What is cantor expansion? It is a method to convert a permutation to a number based on the order of the permutation. So the question is that how we can know a permutation has how many permutations before it. Let's begin to solve that. The thought is like digital dp. We can fix the prefix number of the permutation and calculate the number of permutations that have the same prefix and are smaller than the permutation we have. Firstly, we assume the length of the same prefix number is 0. Then we need to know how many number are smaller than the first number of the permutation. For example, if the permutation is $[3, 1, 4, 2]$ . We can set the first number to 1 or 2, and the left number we can set in any order. So the contribution of this case is $2 * 3!$ . Let's continue the process and calculate the contribution that the length of the same prefix number is 1, which means the first number must be 3 and the second number must be smaller than 1. It is obvious that the contribution is 0. We continue the process until the length is $n - 1$ . So we can easily write the code to solve this problem.

const int maxn = 10;
long long fact[maxn];
void init() {
    fact[0] = 1;
    for (int i = 1; i < maxn; i++) {
        fact[i] = fact[i - 1] * i;
    }
}
int p[maxn];
int A[maxn]; // A[i] means how many numbers in [i + 1, n) are smaller than p[i]
long long cantor() {
    long long res = 0;
    for (int i = 0; i < n; i++) {
        int cnt = 0;
        for (int j = i + 1; j < n; j++) {
            if (p[j] < p[i]) {
                cnt++;
            }
        }
        A[i] = cnt;
    }

    for (int i = 0; i < n; i++) {
        res += A[i] * fact[n - i - 1];
    }
    return res;
}

Inverse Cantor expansion

Based on the introduction above, we can write the formula:

\begin{equation} \begin{aligned} \text{cnt} &= \sum_{i = 0}^{n - 1} A[i] * (n - i - 1)! \\ \end{aligned} \end{equation}

But how can we get the permutation based on the cnt?
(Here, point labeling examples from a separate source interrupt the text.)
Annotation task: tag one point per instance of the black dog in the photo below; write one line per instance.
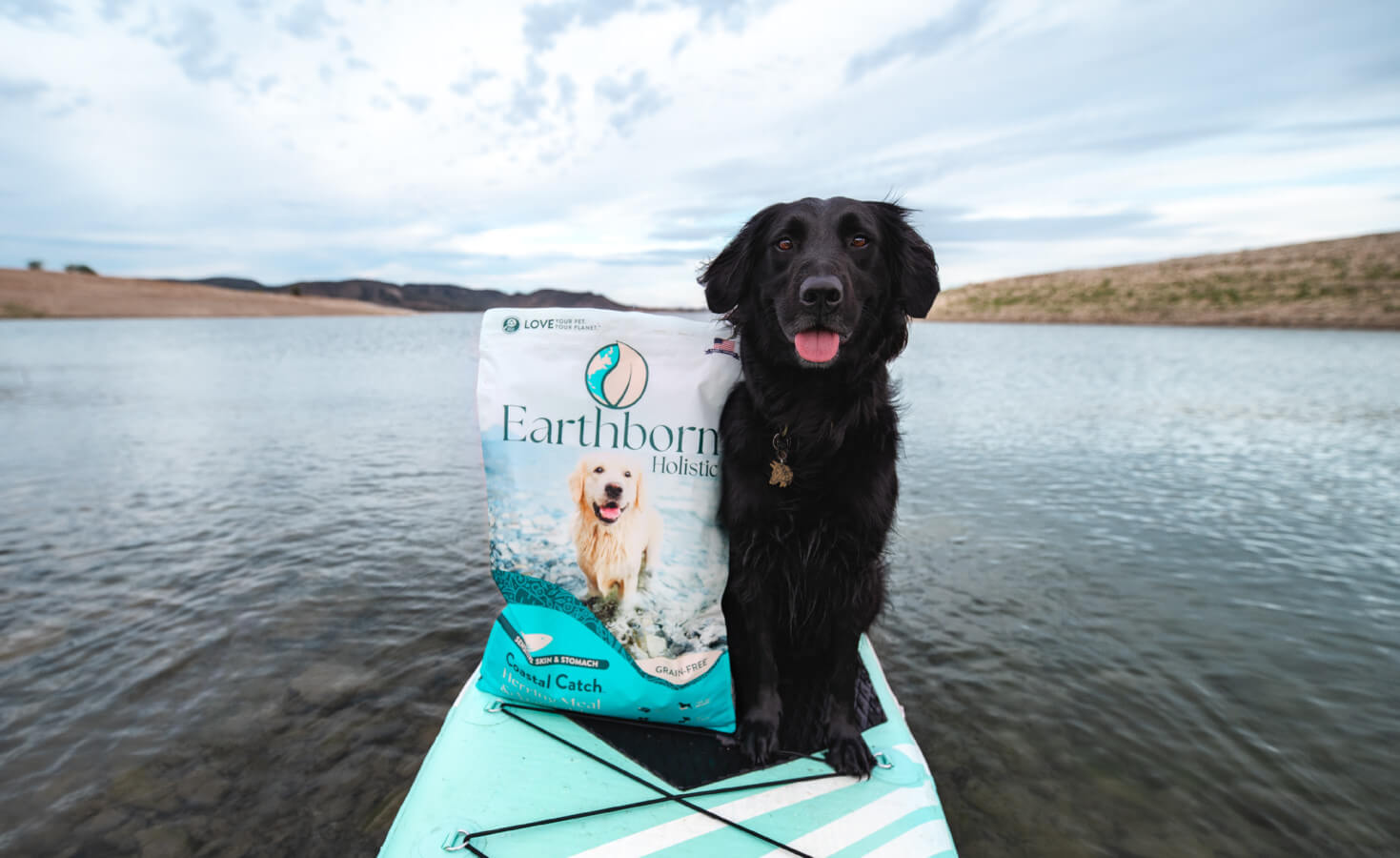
(821, 293)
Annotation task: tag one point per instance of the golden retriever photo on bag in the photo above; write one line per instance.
(617, 532)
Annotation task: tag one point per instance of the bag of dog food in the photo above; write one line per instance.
(600, 444)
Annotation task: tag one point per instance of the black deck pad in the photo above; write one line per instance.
(689, 759)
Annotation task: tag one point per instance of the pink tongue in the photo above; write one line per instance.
(817, 346)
Firstly, we know:

\begin{equation} \begin{aligned} n! &= n * (n - 1)! \\ &= (n - 1) * (n - 1)! + (n - 1)! \\ &= \sum_{i = 0}^{n - 1} i * i! + 1 \end{aligned} \end{equation}

Then, let's calculate the max number of the permutation from $[j, n)$ :

\begin{equation} \begin{aligned} \sum_{i = j} ^ {n - 1} A[i] * (n - i - 1)! &\leq \sum_{i = j} ^ {n - 1} (n - i - 1) * (n - i - 1)! \\ &\leq \sum_{i = 0} ^ {n - j - 1} i * i! \\ &\leq (n - j)! - 1 \end{aligned} \end{equation}

So we can get the max number of the permutation from $[j, n)$ . It is $(n - j)! - 1$ . The number is smaller than the weight in j - 1, which is $(n - j)!$ What does that means? It means it is like a binary or other base number. We can get each digit only by divided the weight. Now, we can get A. It is easily to get the permutation from A. We just need to for loop A from 0 to n - 1, and keep the remain number. So we can get the permutation by the following code:

const int maxn = 10;
long long fact[maxn];
void inverse_cantor(long long cnt) {
    vector<int> remain_number;
    for (int i = 1; i <= n; i++) {
        nums.push_back(i);
    }
    for (int i = 0; i < n; i++) {
        int weight = fact[n - i - 1];
        int pos = cnt / weight;
        cnt %= weight;
        p[i] = nums[pos];
        nums.erase(nums.begin() + pos);
    }
}

Summary

To be honest, I don't know the principle of this method when I was in college. I just copy the code when I need to use it. But now, I know the principle of this method. It is easy to understand.